As the WWF speaker saw it, there are two levels of how to deal with a bear. One is based on how a bear actually behaves, the other is what kind of bear behavior people are willing to tolerate. Local officials are setting the bar at people’s fearful level of tolerance, not at how bears really behave. If this keeps up, the bear is doomed. There were several suggestions on how to deal with regular, non-aggressive bear behavior – which according to WWF, is what M13 demonstrates. Learn to make loud noises to warn bears away, keep all trash safely stowed, etc. The measures taken in many places around the world where bears are commonplace.
Now, I’m not sure what kind of realistic future a bear population of 1 has, but this seems to be a good example of how local politics and media can lead or doom larger policy.

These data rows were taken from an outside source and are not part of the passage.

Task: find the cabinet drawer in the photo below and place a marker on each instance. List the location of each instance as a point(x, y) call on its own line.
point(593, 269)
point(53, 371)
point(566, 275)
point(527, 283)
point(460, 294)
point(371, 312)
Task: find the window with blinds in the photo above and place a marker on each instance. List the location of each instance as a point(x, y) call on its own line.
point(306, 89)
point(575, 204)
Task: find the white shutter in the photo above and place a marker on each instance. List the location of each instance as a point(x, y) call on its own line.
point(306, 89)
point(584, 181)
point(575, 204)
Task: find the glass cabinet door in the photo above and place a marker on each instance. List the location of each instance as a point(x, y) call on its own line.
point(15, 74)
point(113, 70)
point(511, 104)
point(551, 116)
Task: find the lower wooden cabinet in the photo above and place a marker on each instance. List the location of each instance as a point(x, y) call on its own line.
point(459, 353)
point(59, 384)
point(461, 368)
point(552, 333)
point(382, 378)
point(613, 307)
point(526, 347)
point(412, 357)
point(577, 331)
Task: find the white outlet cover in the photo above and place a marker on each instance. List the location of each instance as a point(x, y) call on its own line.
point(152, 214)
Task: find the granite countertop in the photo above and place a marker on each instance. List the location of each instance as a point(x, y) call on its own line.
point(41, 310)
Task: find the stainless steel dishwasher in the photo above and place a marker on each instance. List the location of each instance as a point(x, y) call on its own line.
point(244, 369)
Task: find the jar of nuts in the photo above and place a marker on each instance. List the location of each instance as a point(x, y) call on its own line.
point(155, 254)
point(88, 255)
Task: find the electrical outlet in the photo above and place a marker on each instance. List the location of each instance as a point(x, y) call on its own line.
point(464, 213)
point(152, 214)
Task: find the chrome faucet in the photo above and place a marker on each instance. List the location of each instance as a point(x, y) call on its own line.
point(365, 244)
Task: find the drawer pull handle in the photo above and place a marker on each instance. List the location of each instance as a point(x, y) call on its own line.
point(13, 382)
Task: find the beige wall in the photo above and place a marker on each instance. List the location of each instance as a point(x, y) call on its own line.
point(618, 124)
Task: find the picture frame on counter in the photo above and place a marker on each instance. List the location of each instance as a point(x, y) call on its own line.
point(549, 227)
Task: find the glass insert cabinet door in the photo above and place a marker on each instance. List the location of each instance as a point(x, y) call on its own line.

Update: Just as I was finishing this post, I got the news* that M13 was shot dead. RIP M13. I’m wondering if the Graubünden cantonal offices – the region in which the bear was located – felt they were avoiding both potential bear-human interaction as well as another season of conflict in the media as well as with federal authorities and environmental agencies. From Swissinfo.ch:
“The WWF issued a statement saying that it was “deeply disappointed” by the fact that the bear had been killed. “It is clear that the shooting came too soon – it would have been much better to have stepped up and continued with the deterrent measures,” said Joanna Schönenberger, bear expert at the nature protection organisation. Initial feedback on Swiss newspaper websites was overwhelmingly hostile to the shooting.”
The thing about this kind of destruction, whether it’s of a bear or any other species under protection, is that it’s final. For those who saw the bear as a ‘problem’ animal, the problem is now solved.
Feel like complaining about what happened to M13? Send a note to the Graubünden Office of Forestry and Hunting at firstname.lastname@example.org
*Contrary to what the article states, M13 was not one of a few bears in the country, he was the only bear. Bears do occasionally wander up from Italy. Currently, however, there are no other known bears on Swiss territory.